Friday 7 January 2011

Zeitoun post 2

The most of this books issues relate to the systematic total failure on all levels of the relief effort, which is what the following pertains to. 

It is now a few days after the storm, the levees have broken, and Zeitoun is paddling around on his second-hand canoe saving all those he can find who need his help.  Unable to transport a woman in a wheelchair and her husband who were both in their seventies due to the size of his boat, he paddles to the medical center where national guardsmen were stationed, with large fan boats.  When he asks for help, at gunpoint, he is told first that they could not help him, and after repeating his request the more astonishing answer was given, "Not our problem," (144).  I cannot explain my reaction to this any better than was written in the book, "What were they doing in the city, if not helping evacuate people," (144).  The worst part in my opinion was the disregard of the stranded elderly couple as someone else's problem.  That is just not right or reasonable in any sense. 
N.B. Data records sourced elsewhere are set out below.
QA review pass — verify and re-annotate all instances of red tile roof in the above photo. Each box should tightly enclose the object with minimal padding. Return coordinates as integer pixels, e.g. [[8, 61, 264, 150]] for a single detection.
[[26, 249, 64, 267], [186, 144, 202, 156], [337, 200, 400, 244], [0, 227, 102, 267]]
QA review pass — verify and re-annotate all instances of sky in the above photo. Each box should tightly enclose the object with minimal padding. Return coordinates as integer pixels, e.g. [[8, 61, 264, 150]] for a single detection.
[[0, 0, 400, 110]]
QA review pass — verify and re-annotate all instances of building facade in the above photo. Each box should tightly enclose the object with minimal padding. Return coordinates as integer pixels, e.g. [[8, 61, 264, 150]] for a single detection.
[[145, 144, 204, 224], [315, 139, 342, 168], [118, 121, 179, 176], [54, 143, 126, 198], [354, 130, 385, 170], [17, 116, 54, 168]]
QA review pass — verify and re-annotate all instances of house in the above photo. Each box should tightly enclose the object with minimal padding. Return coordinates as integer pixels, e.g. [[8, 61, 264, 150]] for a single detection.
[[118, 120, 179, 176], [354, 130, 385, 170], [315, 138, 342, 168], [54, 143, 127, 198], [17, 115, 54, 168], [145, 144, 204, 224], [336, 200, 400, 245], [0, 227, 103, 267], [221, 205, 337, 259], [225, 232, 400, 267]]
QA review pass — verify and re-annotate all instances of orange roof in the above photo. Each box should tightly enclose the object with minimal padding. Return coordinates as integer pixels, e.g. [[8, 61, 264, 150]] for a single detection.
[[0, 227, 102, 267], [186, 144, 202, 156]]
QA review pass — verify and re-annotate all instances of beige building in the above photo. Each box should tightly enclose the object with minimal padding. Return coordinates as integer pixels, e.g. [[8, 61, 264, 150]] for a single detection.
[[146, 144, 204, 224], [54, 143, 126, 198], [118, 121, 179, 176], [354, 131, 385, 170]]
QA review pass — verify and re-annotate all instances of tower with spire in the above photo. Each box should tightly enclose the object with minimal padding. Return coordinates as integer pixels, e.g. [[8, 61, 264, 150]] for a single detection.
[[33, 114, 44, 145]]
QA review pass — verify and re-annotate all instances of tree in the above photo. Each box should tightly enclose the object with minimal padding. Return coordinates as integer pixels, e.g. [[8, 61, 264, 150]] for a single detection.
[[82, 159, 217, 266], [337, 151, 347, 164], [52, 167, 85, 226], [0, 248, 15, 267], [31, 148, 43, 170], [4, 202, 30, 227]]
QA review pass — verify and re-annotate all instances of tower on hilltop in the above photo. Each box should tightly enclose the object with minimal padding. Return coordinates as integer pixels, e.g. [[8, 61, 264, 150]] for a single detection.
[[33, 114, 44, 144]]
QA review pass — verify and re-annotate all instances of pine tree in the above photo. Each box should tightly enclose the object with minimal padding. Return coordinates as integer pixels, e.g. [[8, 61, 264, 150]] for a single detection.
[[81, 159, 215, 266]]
Zeitoun post 1.......(at long last)

I actually just finished the book a few days ago, but didn't take the time to do the blog posts until now, so here we go.  The posts will be in order of the book's plot by reference and excerpts from the book. 

One of the things that I admire about the way the book is written is the way that differences in ethnicity, religion, and everything else is mentioned casually and without pause which displays a great sense of openness to the differences in people as nothing needing explanation or justification.  He knows the feeling of falling victim to prejudices, which is why he makes a point of never imposing such feelings upon anyone else.  Without any pause in the flow of the writing, Dave Eggers, writing from the recollection of Abdulrahman Zeitoun, notes, "Rob had a similar predicament.  His husband, Walt Thompson, was like Zeitoun-bullheaded," (39).  There is no reference to them anywhere in the book as a 'gay' couple, but merely as a couple, which is the kind of absolute equality and acceptance that would be found in a Utopian society.  It is not recognition of being a gay couple and accepting that, but accepting them as a couple, just a couple, that displays true equality.